Le stade n’en est pas moins magnifique. Même s’il était presque vide puisque l’équipe est pourrie. Je ne m’en plaindrai pas puisque mon équipe a gagné… 31 à 0!

Le stade est aussi situé en face de l’ancien domicile des Astros, l’Astrodome, qui porte aujourd’hui le nom de NRJ Astrodome (aucune équipe n’y joue) puisque tous les stades de ce complexe portent « NRJ » dans leur nom.

Il y en a aussi un pour les rodéos ou les livestock shows à côté. D’où la présence de ces statues :


 

Lors de ma dernière journée, j’ai fait la visite guidée du stade de baseball des Astros puisque je ne pouvais évidemment pas voir de match au mois de décembre. Mais j'ai pu fouler le terrain!

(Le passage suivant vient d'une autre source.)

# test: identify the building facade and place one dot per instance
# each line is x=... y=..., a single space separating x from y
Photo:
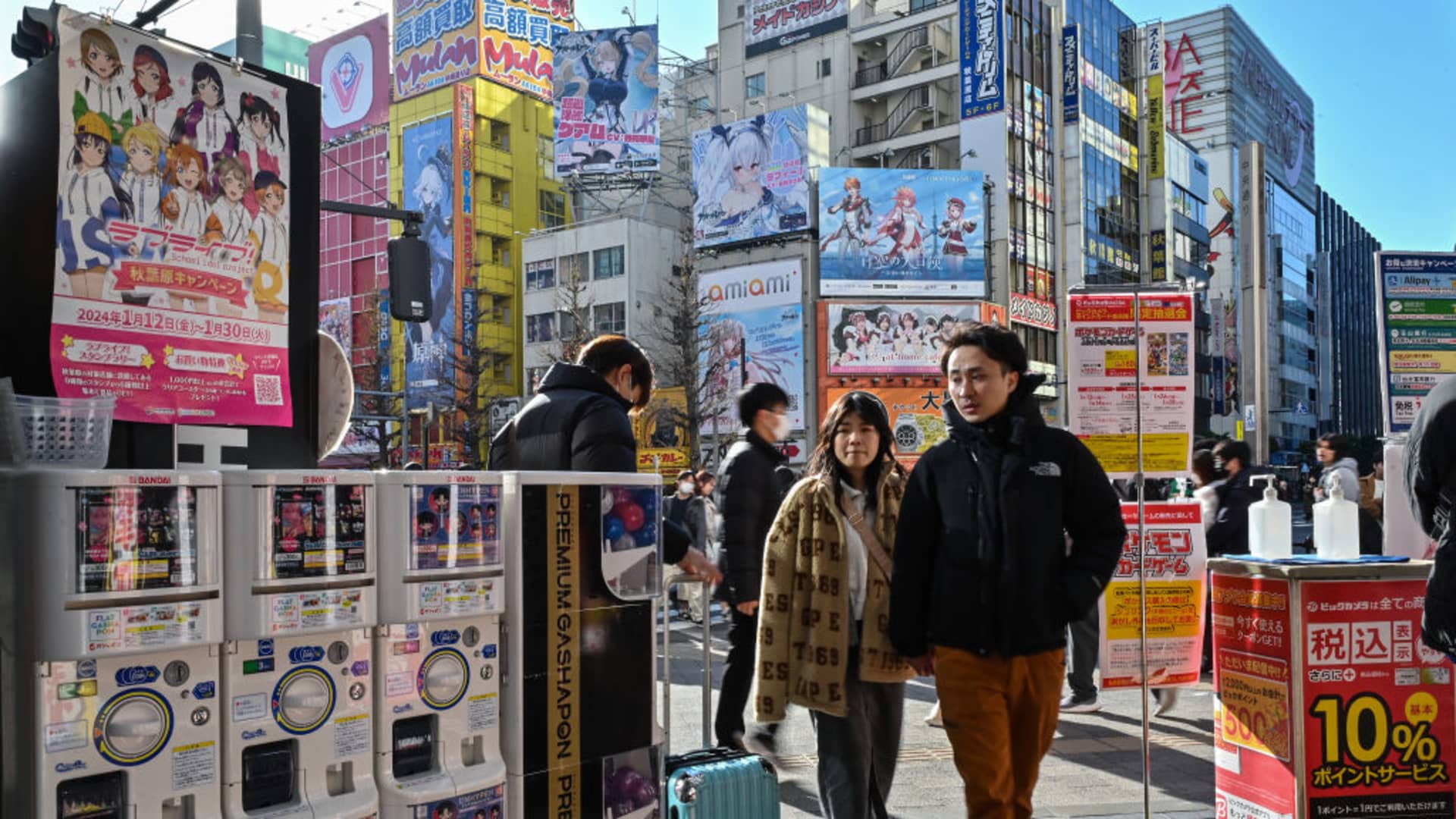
x=1351 y=356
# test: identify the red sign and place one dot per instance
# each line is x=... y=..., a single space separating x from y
x=1381 y=708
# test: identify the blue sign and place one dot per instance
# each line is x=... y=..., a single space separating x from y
x=1071 y=74
x=983 y=57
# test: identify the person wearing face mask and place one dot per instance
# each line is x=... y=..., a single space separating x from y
x=752 y=490
x=579 y=423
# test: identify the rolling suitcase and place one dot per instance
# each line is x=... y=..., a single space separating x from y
x=714 y=783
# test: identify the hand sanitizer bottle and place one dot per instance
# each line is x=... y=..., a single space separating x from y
x=1337 y=526
x=1272 y=525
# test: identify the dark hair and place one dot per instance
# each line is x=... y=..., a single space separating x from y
x=762 y=395
x=826 y=465
x=607 y=353
x=1337 y=444
x=999 y=344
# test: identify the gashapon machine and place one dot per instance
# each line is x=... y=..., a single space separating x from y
x=582 y=569
x=436 y=651
x=114 y=618
x=297 y=738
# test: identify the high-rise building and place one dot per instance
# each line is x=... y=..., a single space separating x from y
x=1350 y=340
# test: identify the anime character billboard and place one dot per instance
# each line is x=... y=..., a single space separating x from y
x=750 y=178
x=606 y=101
x=428 y=188
x=171 y=232
x=902 y=232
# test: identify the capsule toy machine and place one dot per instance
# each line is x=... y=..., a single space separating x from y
x=437 y=706
x=114 y=623
x=582 y=572
x=297 y=681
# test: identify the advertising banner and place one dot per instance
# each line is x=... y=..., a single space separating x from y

Ce qui est cool, c’est que l’équipe a remporté la Série mondiale en 2017, alors on peut encore sentir cette frénésie par moments.

 

Je ne me souviens pas exactement pourquoi, mais sûrement en raison du passé pétrolier de la ville, on retrouve une vieille pompe à essence Phillips 66 qui compte le nombre de coups de circuit cognés dans le stade! Elle ne calcule évidemment que les circuits de son équipe locale!

Il y a aussi un train qui se promène lorsqu’il y a un circuit. C’est pour souligner le fait que le stade est là où il y avait autrefois la gare. D’ailleurs, l’entrée du stade est la même que la gare de l’époque, ce qui explique le méga « clash » de style avec le reste!

Et comme j’aime les murales, j’ai été charmée par celle-ci, mais déçue d’apprendre qu’elle était repeinte chaque année!

Au niveau des loges, on a aussi droit à une série de photos présentant l’évolution du logo et des chandails. Disons que le brun-jaune-orangé a mal vieilli!

Autre signe d’une autre époque, l’ancien nom de l’équipe est « Colts », mais en l’honneur du pistolet du même nom. Même que lorsqu’ils ont effectué la première pelletée de terre pour leur stade, au lieu d’avoir des pelles, ils avaient… des fusils!

Évidemment, la photo d’équipe en pleine pandémie se démarquera à tout jamais (on espère) des autres…

Je sais que je vous ai aussi déjà montré quelques murales, mais j’y reviens (j’ai mentionné « obsession »?) quand même!

Il y a un site génial qui donne l’emplacement de toutes les murales sur une carte. Alors pour vous donner une idée du grand nombre, ç’avait l’air de ça autour de mon hôtel :

Alors en voici quelques-unes, que j'ai pu voir en arpentant des kilomètres à l'infini dans la ville et en collectionnant les maux de pieds!

 
 

Mais il y avait aussi d’autres œuvres que les murales :

 
 

Même dans les stations « Bixi »!

Bref, nul besoin de vous dire que cette ville avait tout pour me charmer!